Anyway, I've blown way off course from what this post was supposed to be about, namely a short intro to a July 4th mixtape I cooked up on drummers, namely drummers from the glorious mid-'60s, where the rulebook was being entirely rewritten by like eight different players at once. One tends to divide the innovators up into time/no-time or inside-out and free (e.g., Williams and Elvin Jones as opposed to, say, Sunny Murray and Milford Graves [at left]), but were these camps really as starkly delineated as they seem? What if Spring, or even Out to Lunch had come out on ESP? Or Spiritual Unity on Blue Note for that matter? Anyway, this mix is designed to raise those sorts of questions--not to mention to generally stimulate w/ examples of outstanding vintage jazz experimentation--and to throw down the notion that ALL this was happening at once, courtesy of the aforementioned and other stellar "independents."
Notice how Mr. Peacock pops up on both the Williams and the Ayler, for one; and listen how Graves on the New York Art Quartet track doesn't sound all that different from Williams on the Spring track. And how Sunny Murray and Alan Dawson's approaches couldn't be more disparate but how they share that common factor of being 100% in line w/ the concept of the tenor-sax led band they're playing in (Albert Ayler's and Booker Ervin's, respectively). And *do not* sleep on "Barb's Song to the Wizard," composed by Williams (apparently w/ the transcription aid of Herbie Hancock) but actually a piano/bass duet; it is gorgeous, haunting, drummerless and absolutely sui generis in the idiom (as before, name another piece released on Blue Note on which the leader of the album and composer of the track does not actually play--especially when that leader-composer is a, gasp!, drummer; I'm not sure you'd find such an example). Here's the mix as a zipped folder of 5 MP3s:
DFSBP July 4th mixtape: Independents day
And here's the tracklist:
1) Anthony Williams - From Before (Williams)
from Spring, rec. 8/12/65
with Sam Rivers and Wayne Shorter (ts), Herbie Hancock (p), Gary Peacock (b), Williams (d)
2) Albert Ayler Quartet - Tune Q (Ayler)
from Holy Ghost, rec. 9/3/64
with Ayler (ts), Don Cherry (cornet), Peacock (b)
3) Booker Ervin - A Lunar Tune (Ervin)
from The Freedom Book, rec. 12/3/63
with Ervin (ts), Jaki Byard (p), Richard Davis (b), Alan Dawson (d)

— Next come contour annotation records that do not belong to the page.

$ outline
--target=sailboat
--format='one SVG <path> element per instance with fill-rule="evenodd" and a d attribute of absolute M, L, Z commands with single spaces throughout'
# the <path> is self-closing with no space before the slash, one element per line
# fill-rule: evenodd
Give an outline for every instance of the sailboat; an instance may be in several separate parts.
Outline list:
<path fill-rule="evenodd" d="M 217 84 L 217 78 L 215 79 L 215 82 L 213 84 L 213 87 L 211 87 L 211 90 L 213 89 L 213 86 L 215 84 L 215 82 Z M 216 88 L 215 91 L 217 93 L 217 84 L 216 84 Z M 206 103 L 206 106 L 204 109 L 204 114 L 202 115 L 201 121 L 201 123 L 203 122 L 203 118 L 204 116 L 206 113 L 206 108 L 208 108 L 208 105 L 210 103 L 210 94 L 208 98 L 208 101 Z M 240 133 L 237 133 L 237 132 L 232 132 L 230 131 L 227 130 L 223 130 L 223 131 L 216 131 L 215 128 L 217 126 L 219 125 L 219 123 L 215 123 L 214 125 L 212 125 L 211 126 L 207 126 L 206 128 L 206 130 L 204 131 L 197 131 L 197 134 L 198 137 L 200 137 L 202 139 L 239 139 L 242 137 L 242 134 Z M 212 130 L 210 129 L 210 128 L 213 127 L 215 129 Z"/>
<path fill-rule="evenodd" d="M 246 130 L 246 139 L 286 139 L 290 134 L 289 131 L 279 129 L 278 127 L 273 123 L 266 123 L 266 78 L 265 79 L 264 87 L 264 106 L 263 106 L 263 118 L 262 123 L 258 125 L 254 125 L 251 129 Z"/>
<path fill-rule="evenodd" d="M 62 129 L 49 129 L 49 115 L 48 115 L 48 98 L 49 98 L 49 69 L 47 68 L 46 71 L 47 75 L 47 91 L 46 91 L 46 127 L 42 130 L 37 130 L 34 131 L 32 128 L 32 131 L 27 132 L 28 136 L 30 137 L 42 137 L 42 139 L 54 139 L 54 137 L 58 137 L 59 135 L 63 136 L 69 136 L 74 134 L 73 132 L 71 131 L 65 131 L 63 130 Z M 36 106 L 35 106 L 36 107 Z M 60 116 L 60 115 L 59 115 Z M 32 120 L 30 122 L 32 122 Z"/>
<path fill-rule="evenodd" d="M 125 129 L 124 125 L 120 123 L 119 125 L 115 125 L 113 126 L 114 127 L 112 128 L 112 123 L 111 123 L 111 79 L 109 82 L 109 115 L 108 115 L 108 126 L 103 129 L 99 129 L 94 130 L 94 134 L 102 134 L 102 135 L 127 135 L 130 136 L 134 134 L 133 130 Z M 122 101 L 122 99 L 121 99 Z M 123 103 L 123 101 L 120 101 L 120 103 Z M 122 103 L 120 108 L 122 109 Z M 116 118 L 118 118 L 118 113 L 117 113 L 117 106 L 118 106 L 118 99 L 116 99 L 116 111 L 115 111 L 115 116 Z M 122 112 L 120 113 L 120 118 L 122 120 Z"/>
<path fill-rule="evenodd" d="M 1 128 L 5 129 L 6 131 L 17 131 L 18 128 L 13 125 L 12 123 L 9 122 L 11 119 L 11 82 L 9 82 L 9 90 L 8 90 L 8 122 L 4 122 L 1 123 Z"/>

4) The New York Art Quartet - Mohawk (Charlie Parker)
from Mohawk, rec. (I think) 6/??/65
with John Tchicai (as), Roswell Rudd (tb), Reggie Workman (b), Milford Graves (d)
5) Anthony Williams - Barb's Song to the Wizard (Williams)
from Life Time, rec. 8.(21 or 24).64
with Hancock (p), Ron Carter (b)
*****
Secondly : If you happen to be in Brooklyn, come see STATS show #2.5 this Saturday, 7/5!
[bands listed from latest to earliest, i.e., we headline]
*STATS (formerly Stay FKD)
*Normal Love (brutal chamber prog from Philly)
*Period (Charlie Looker from Extra Life and ex-Zs + Mike Pride of many, many bands)
*No Courage (a new band in the style of hardcore) - sorry, no Web presence that I know of...
8pm, $6
@248BS
(248 Monroe St between Marcy and Nostrand in Bed-Stuy-->
just a few blocks from the G train at Bedford-Nostrand)
*****
Thirdly: My thoughts on two of the raddest discs released in '08 thus far-->
*Dennis Wilson's Pacific Ocean Blue (reissue)
*Melvins' Nude with Boots
Thanks for this Hank, a nice wee selection. Right, must dash: urgently need to chase down some Jaki Byard and Booker Ervin records.
ReplyDeleteI'd love the chance to check out this mixtape, but clicking on the link doesn't seem to work. Have you taken the .zip file down or am I have I just not figured out how to access it?